Well, things went downhill. Protesters filled the streets like a rowdy rave, with pepper spray in place of glow sticks. In the chaos, security personnel took my laptop and everything that wasn't bolted down. That's where I store the keys to my Bitcoin wallet. When I say I swallowed a brick, I am not kidding.
I pictured myself telling my future self, who lived under a tarp, how I used to have half a million dollars but lost it since I had forgotten to encrypt my drive. "Great job, Past Me," I would be saying while heating canned beans over a candle.
But fate, or possibly my guardian angel who was finally done laughing at me, intervened.

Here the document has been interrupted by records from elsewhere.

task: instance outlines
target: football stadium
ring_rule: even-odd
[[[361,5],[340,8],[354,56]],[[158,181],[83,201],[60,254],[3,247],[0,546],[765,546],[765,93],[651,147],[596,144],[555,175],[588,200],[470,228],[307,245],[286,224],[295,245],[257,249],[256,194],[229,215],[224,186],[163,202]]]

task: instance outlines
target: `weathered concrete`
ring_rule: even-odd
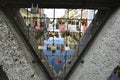
[[[32,64],[32,57],[25,48],[12,24],[0,11],[0,65],[10,80],[46,80],[42,70]]]
[[[107,80],[120,61],[120,8],[109,18],[70,80]]]

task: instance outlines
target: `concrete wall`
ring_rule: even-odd
[[[46,80],[42,70],[31,63],[33,58],[12,26],[0,10],[0,65],[8,78],[10,80]]]
[[[69,80],[107,80],[120,61],[120,8],[109,18]]]

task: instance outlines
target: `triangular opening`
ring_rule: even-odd
[[[38,14],[21,8],[26,23],[27,38],[36,50],[41,62],[55,80],[63,80],[91,38],[89,30],[95,29],[93,20],[98,10],[46,9]],[[94,24],[99,24],[94,21]],[[84,40],[84,41],[83,41]]]

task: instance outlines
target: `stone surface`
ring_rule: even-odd
[[[0,11],[0,65],[10,80],[46,80],[42,70],[33,69],[32,57],[12,24]],[[19,38],[19,39],[18,39]],[[27,56],[27,57],[25,57]],[[33,65],[35,66],[35,65]]]
[[[107,80],[120,61],[120,8],[109,18],[69,80]]]

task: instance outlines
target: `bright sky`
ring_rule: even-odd
[[[53,18],[54,15],[54,9],[44,9],[44,13],[47,15],[49,18]],[[64,16],[65,14],[65,9],[55,9],[55,17],[60,18]]]

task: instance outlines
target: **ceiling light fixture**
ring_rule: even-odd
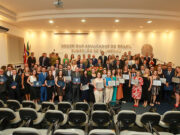
[[[86,22],[86,20],[85,20],[85,19],[82,19],[82,20],[81,20],[81,22],[82,22],[82,23],[85,23],[85,22]]]
[[[149,21],[147,21],[147,23],[152,23],[152,21],[151,21],[151,20],[149,20]]]
[[[53,21],[53,20],[49,20],[49,23],[50,23],[50,24],[53,24],[53,23],[54,23],[54,21]]]
[[[119,22],[119,20],[118,20],[118,19],[115,19],[115,20],[114,20],[114,22],[115,22],[115,23],[118,23],[118,22]]]

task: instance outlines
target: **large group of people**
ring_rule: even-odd
[[[0,69],[0,99],[33,100],[35,103],[57,98],[59,102],[134,102],[134,107],[160,105],[171,102],[180,104],[180,67],[172,63],[157,64],[151,54],[141,56],[125,52],[121,58],[105,56],[104,51],[95,55],[68,54],[60,58],[57,53],[47,57],[43,53],[36,62],[34,53],[28,57],[24,68],[13,65]]]

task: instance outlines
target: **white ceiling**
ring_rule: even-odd
[[[180,29],[180,0],[63,0],[64,9],[57,9],[54,1],[0,0],[0,13],[6,9],[0,17],[13,18],[3,21],[26,30]],[[82,18],[87,22],[81,23]],[[114,23],[116,18],[119,23]],[[49,19],[54,24],[49,24]],[[147,20],[153,22],[147,24]]]

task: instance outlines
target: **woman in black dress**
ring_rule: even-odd
[[[87,71],[85,70],[81,78],[81,96],[84,102],[87,102],[89,100],[89,83],[90,77],[87,75]],[[88,86],[86,89],[83,88],[83,86],[85,85]]]
[[[145,69],[143,74],[143,86],[142,86],[142,100],[144,100],[143,106],[146,107],[148,102],[151,100],[151,86],[152,86],[152,79],[150,76],[150,71],[148,68]]]
[[[47,100],[53,102],[54,76],[51,70],[48,71],[48,76],[46,77],[45,84],[47,86]]]
[[[64,95],[64,90],[65,90],[65,79],[63,77],[63,72],[62,70],[59,71],[58,76],[55,79],[55,84],[57,86],[57,95],[59,97],[59,102],[62,102],[63,100],[63,95]],[[60,85],[61,84],[61,85]]]
[[[92,69],[92,73],[90,76],[90,81],[94,80],[96,78],[96,72],[94,69]],[[89,85],[89,102],[90,103],[94,103],[95,102],[95,96],[94,96],[94,86],[93,86],[93,82],[90,83]]]
[[[22,73],[22,89],[24,89],[26,100],[30,100],[30,85],[27,83],[27,79],[29,76],[29,67],[26,67],[24,69],[24,73]]]
[[[130,73],[128,71],[128,66],[124,66],[124,70],[122,72],[123,75],[129,75],[130,79]],[[130,102],[131,101],[131,84],[129,79],[125,80],[125,83],[123,84],[123,100],[124,102]]]

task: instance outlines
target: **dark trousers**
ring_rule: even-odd
[[[73,96],[72,101],[78,102],[80,100],[80,85],[73,84]]]
[[[20,101],[20,90],[16,89],[9,89],[9,99],[19,100]]]

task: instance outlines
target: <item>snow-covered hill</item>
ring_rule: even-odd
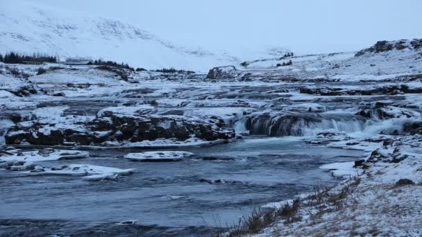
[[[286,50],[247,49],[234,53],[179,46],[134,25],[87,16],[37,2],[2,1],[0,53],[48,53],[69,57],[102,58],[135,67],[175,67],[205,71],[216,66],[282,55]]]

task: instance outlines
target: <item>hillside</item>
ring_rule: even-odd
[[[279,48],[230,53],[180,46],[133,24],[26,1],[3,2],[0,8],[1,53],[49,53],[62,60],[90,57],[154,69],[175,67],[205,71],[244,60],[282,55]]]

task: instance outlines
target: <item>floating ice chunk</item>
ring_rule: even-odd
[[[184,157],[189,157],[193,155],[194,153],[185,151],[160,151],[129,153],[125,155],[124,158],[135,161],[166,162],[178,161]]]
[[[13,154],[12,155],[6,157],[1,157],[0,160],[5,161],[43,161],[67,159],[86,158],[89,156],[90,152],[85,151],[43,149],[35,151]]]
[[[99,181],[103,179],[115,179],[121,175],[130,175],[135,169],[120,169],[113,167],[85,164],[71,164],[69,166],[59,166],[52,168],[44,168],[44,171],[26,171],[26,173],[33,175],[58,175],[83,176],[82,178],[89,181]]]
[[[325,164],[320,168],[328,170],[332,175],[337,177],[356,176],[362,173],[362,170],[353,168],[355,162],[337,162]]]

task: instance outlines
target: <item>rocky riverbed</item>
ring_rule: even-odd
[[[351,175],[360,180],[351,188],[356,200],[364,187],[388,193],[404,178],[414,184],[394,190],[410,198],[421,182],[418,42],[208,73],[2,64],[0,233],[24,235],[31,229],[22,223],[40,234],[217,233],[257,207]],[[286,60],[292,64],[277,66]],[[23,73],[12,76],[12,67]],[[402,172],[407,166],[414,168]],[[303,202],[294,229],[314,234],[301,229],[303,213],[317,208]],[[350,203],[344,208],[366,207]],[[341,210],[328,207],[332,216],[319,220]],[[295,234],[283,230],[282,218],[271,219],[273,229],[244,233]],[[393,219],[380,218],[391,229],[377,233],[399,233]]]

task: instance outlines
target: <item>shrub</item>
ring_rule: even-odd
[[[37,75],[44,74],[46,72],[47,72],[46,69],[43,69],[42,67],[40,67],[40,68],[38,69],[38,71],[37,72]]]
[[[25,62],[57,62],[56,56],[50,56],[47,54],[34,53],[32,55],[21,55],[18,53],[10,52],[0,57],[0,61],[9,64],[20,64]]]
[[[162,69],[156,69],[156,72],[162,72],[164,73],[194,73],[195,72],[193,71],[186,71],[186,70],[176,70],[173,67],[169,69],[163,68]]]
[[[99,65],[99,66],[109,66],[109,67],[119,67],[121,69],[129,69],[130,71],[135,71],[135,69],[129,66],[127,63],[125,64],[124,62],[117,63],[114,61],[103,61],[102,60],[94,60],[94,62],[90,61],[87,64],[87,65]]]

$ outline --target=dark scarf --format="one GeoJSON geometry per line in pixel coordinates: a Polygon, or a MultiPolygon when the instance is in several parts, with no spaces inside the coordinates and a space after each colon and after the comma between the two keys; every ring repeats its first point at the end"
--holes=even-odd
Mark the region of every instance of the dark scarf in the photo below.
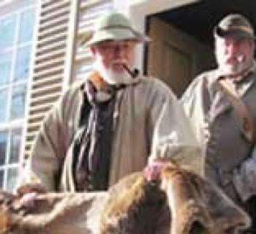
{"type": "Polygon", "coordinates": [[[80,130],[75,139],[73,174],[78,191],[108,187],[116,88],[97,73],[84,86],[80,130]]]}

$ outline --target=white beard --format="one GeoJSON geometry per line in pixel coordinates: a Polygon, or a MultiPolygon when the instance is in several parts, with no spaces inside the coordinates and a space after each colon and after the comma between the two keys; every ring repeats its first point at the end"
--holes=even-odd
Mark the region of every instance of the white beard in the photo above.
{"type": "Polygon", "coordinates": [[[222,75],[236,75],[248,70],[252,64],[252,58],[245,55],[237,56],[236,64],[227,64],[226,58],[218,53],[216,53],[217,61],[219,65],[219,69],[222,75]]]}
{"type": "Polygon", "coordinates": [[[94,69],[99,73],[103,80],[110,85],[129,83],[132,80],[126,70],[124,69],[120,72],[114,72],[111,68],[105,68],[102,63],[97,59],[94,62],[94,69]]]}

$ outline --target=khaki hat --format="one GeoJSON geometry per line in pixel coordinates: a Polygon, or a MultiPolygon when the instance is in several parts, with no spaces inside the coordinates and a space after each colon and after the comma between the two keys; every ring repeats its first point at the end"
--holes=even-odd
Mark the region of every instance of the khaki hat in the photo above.
{"type": "Polygon", "coordinates": [[[96,20],[94,31],[90,36],[86,35],[82,39],[81,45],[91,46],[110,39],[132,39],[138,42],[149,41],[148,37],[132,26],[127,17],[116,12],[108,12],[96,20]]]}
{"type": "Polygon", "coordinates": [[[239,14],[230,14],[225,17],[214,29],[215,37],[232,36],[238,38],[255,39],[252,24],[239,14]]]}

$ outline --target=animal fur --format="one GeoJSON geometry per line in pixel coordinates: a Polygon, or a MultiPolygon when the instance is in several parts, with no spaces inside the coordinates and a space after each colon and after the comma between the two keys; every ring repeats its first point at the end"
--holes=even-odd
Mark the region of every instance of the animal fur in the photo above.
{"type": "Polygon", "coordinates": [[[250,224],[247,214],[216,186],[174,167],[163,170],[159,186],[135,174],[110,194],[102,234],[234,234],[250,224]]]}
{"type": "Polygon", "coordinates": [[[249,223],[211,183],[172,167],[157,183],[138,173],[105,193],[40,195],[31,210],[0,193],[1,234],[235,234],[249,223]]]}

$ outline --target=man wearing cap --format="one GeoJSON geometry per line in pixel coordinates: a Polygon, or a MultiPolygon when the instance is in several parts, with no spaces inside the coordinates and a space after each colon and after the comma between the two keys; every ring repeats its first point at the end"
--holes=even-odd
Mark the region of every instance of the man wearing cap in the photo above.
{"type": "Polygon", "coordinates": [[[229,83],[244,103],[255,132],[255,34],[247,19],[231,14],[214,28],[214,34],[218,68],[197,77],[181,101],[204,148],[206,177],[244,205],[256,195],[256,149],[220,80],[229,83]]]}
{"type": "Polygon", "coordinates": [[[120,13],[96,21],[83,42],[94,71],[45,118],[20,194],[106,190],[147,165],[148,179],[170,162],[202,173],[200,150],[173,94],[159,80],[133,72],[135,45],[147,41],[120,13]]]}

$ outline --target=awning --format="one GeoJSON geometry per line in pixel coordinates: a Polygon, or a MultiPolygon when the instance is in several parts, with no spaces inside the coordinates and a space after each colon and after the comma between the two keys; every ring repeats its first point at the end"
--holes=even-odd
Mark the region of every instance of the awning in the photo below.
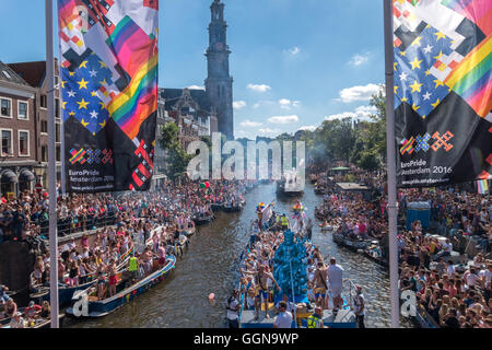
{"type": "Polygon", "coordinates": [[[3,184],[16,184],[17,175],[15,175],[15,173],[12,171],[5,171],[2,173],[1,182],[3,184]]]}
{"type": "Polygon", "coordinates": [[[31,173],[28,170],[23,170],[21,174],[19,175],[19,180],[24,183],[32,183],[36,179],[36,176],[34,176],[33,173],[31,173]]]}

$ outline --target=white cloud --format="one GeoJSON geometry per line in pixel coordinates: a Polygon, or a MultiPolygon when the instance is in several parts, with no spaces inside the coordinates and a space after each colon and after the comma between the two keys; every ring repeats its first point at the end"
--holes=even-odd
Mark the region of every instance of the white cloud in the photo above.
{"type": "Polygon", "coordinates": [[[251,121],[251,120],[246,119],[246,120],[239,122],[239,125],[241,125],[242,127],[245,127],[245,128],[256,128],[256,127],[259,127],[259,126],[261,126],[261,125],[263,125],[263,124],[262,124],[262,122],[251,121]]]}
{"type": "Polygon", "coordinates": [[[370,52],[364,52],[364,54],[355,54],[354,56],[352,56],[352,58],[349,61],[350,66],[354,66],[354,67],[359,67],[362,66],[364,63],[368,62],[370,59],[370,52]]]}
{"type": "Polygon", "coordinates": [[[353,86],[340,91],[340,100],[344,103],[354,101],[370,101],[371,97],[379,92],[379,85],[367,84],[365,86],[353,86]]]}
{"type": "Polygon", "coordinates": [[[191,85],[191,86],[188,86],[186,89],[190,89],[190,90],[206,90],[204,86],[198,86],[198,85],[191,85]]]}
{"type": "Polygon", "coordinates": [[[246,107],[246,102],[244,102],[244,101],[235,101],[233,103],[233,107],[234,107],[234,109],[242,109],[242,108],[246,107]]]}
{"type": "Polygon", "coordinates": [[[374,106],[359,106],[353,112],[344,112],[340,114],[333,114],[331,116],[326,116],[325,120],[336,120],[343,118],[354,118],[359,120],[370,120],[370,116],[375,115],[377,108],[374,106]]]}
{"type": "Polygon", "coordinates": [[[291,122],[297,122],[298,117],[295,115],[292,116],[273,116],[268,119],[271,124],[291,124],[291,122]]]}
{"type": "Polygon", "coordinates": [[[256,91],[256,92],[267,92],[271,90],[271,86],[266,84],[248,84],[247,86],[249,90],[256,91]]]}
{"type": "Polygon", "coordinates": [[[291,109],[291,107],[298,107],[301,105],[301,101],[291,101],[288,98],[279,100],[280,108],[282,109],[291,109]]]}
{"type": "Polygon", "coordinates": [[[270,128],[258,129],[258,131],[263,135],[278,135],[281,132],[280,129],[270,129],[270,128]]]}
{"type": "Polygon", "coordinates": [[[307,130],[307,131],[314,131],[316,130],[318,127],[315,125],[306,125],[304,127],[298,128],[300,130],[307,130]]]}
{"type": "Polygon", "coordinates": [[[295,56],[295,55],[297,55],[298,52],[301,52],[301,49],[300,49],[297,46],[294,46],[294,47],[290,48],[288,51],[289,51],[289,54],[291,54],[292,56],[295,56]]]}

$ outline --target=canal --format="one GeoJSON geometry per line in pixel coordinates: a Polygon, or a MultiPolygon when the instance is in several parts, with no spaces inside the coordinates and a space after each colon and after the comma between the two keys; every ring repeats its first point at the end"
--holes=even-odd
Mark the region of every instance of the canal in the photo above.
{"type": "MultiPolygon", "coordinates": [[[[259,185],[246,195],[246,208],[241,213],[218,212],[209,225],[200,226],[190,240],[185,256],[161,284],[101,319],[79,322],[66,319],[63,326],[73,328],[223,328],[225,300],[237,287],[238,259],[249,241],[250,224],[256,219],[258,202],[274,202],[277,212],[290,212],[295,199],[280,199],[276,185],[259,185]],[[216,303],[208,301],[215,294],[216,303]]],[[[301,198],[306,213],[313,218],[313,242],[324,256],[337,258],[345,270],[344,277],[364,287],[367,327],[390,326],[389,273],[361,254],[338,247],[330,233],[321,233],[314,218],[314,208],[323,201],[306,186],[301,198]]],[[[402,327],[411,323],[402,319],[402,327]]]]}

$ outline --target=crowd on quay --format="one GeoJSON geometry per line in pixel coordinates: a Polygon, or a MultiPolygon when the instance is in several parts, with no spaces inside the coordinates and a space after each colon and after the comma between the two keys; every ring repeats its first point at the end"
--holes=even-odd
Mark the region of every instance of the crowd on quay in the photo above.
{"type": "MultiPolygon", "coordinates": [[[[292,222],[291,222],[292,223],[292,222]]],[[[274,291],[282,295],[282,300],[274,305],[277,317],[273,323],[274,328],[291,328],[295,311],[303,308],[304,312],[314,310],[307,318],[308,328],[324,328],[323,313],[325,310],[333,308],[338,312],[342,306],[342,281],[343,268],[331,257],[324,257],[318,246],[309,240],[304,242],[306,248],[306,276],[307,276],[307,299],[309,303],[294,304],[290,296],[282,292],[280,285],[273,277],[273,259],[276,252],[284,242],[284,231],[292,228],[285,214],[277,214],[274,211],[271,218],[261,224],[260,219],[251,224],[253,234],[247,247],[247,253],[243,255],[239,264],[241,287],[233,291],[227,300],[227,319],[231,328],[238,326],[238,313],[242,310],[255,311],[258,319],[260,311],[269,311],[273,303],[274,291]],[[331,304],[329,299],[332,298],[331,304]]],[[[302,228],[302,226],[301,226],[302,228]]],[[[300,230],[294,233],[294,241],[300,241],[304,235],[309,236],[309,224],[307,230],[300,230]]],[[[359,290],[356,295],[355,315],[360,327],[364,327],[364,304],[363,294],[359,290]]],[[[265,313],[269,318],[269,313],[265,313]]]]}
{"type": "MultiPolygon", "coordinates": [[[[195,218],[212,215],[213,202],[244,200],[244,190],[241,182],[211,180],[203,188],[181,180],[144,194],[59,196],[59,235],[82,232],[67,237],[58,247],[59,287],[77,287],[96,279],[98,299],[114,295],[122,270],[131,270],[130,281],[134,282],[152,273],[156,265],[162,268],[168,254],[183,254],[180,234],[195,230],[195,218]],[[138,245],[143,252],[136,249],[138,245]]],[[[35,253],[31,285],[35,289],[49,285],[49,250],[38,244],[46,238],[43,223],[49,219],[48,206],[49,197],[43,192],[23,192],[0,203],[0,243],[31,243],[35,253]]],[[[49,318],[47,302],[37,305],[32,301],[21,313],[4,285],[0,303],[0,320],[11,319],[11,328],[28,327],[39,317],[49,318]]]]}
{"type": "MultiPolygon", "coordinates": [[[[324,203],[316,209],[324,224],[354,240],[380,240],[387,244],[387,199],[382,173],[351,168],[352,180],[367,185],[378,198],[368,201],[358,194],[340,194],[335,184],[347,175],[315,174],[321,183],[324,203]]],[[[398,258],[400,290],[417,293],[420,305],[436,326],[491,328],[492,205],[489,196],[471,185],[398,190],[398,258]],[[407,230],[410,202],[429,202],[431,222],[407,230]],[[434,234],[434,235],[433,235],[434,234]],[[437,236],[435,236],[437,235],[437,236]],[[471,245],[471,247],[470,247],[471,245]],[[471,248],[471,249],[470,249],[471,248]],[[460,261],[452,258],[457,252],[460,261]]],[[[383,249],[388,256],[387,246],[383,249]]]]}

During a hushed meeting with a journalist friend (we whispered like we were plotting an espionage thriller), he mentioned Tech Cyber Force Recovery. These folks were not just tech geniuses; they practically wore digital capes.
I phoned, and the reassuring voice I received was so reassuring, I almost asked them to fix my love life too. They labored in their homes with the frenzy of an explosives specialist defusing a bomb. They constructed my wallet information from recovery fragments I barely remember creating. It was like magic shows where magicians extract bills from a hat, except the hat has been confiscated by the authorities.
Thirteen days passed, and I received the call. My money had been returned. I was so relieved that I hugged my aunt, who naturally took the chance to request additional cooking oil.
Tech Cyber Force Recovery did not just save my Bitcoin; they saved my future. And they gave me a newfound respect for proper backups and encryption. If you are in a tricky spot or just want to avoid awkward family requests during every political crisis, call them. They are the real deal and possibly part wizard, part therapist.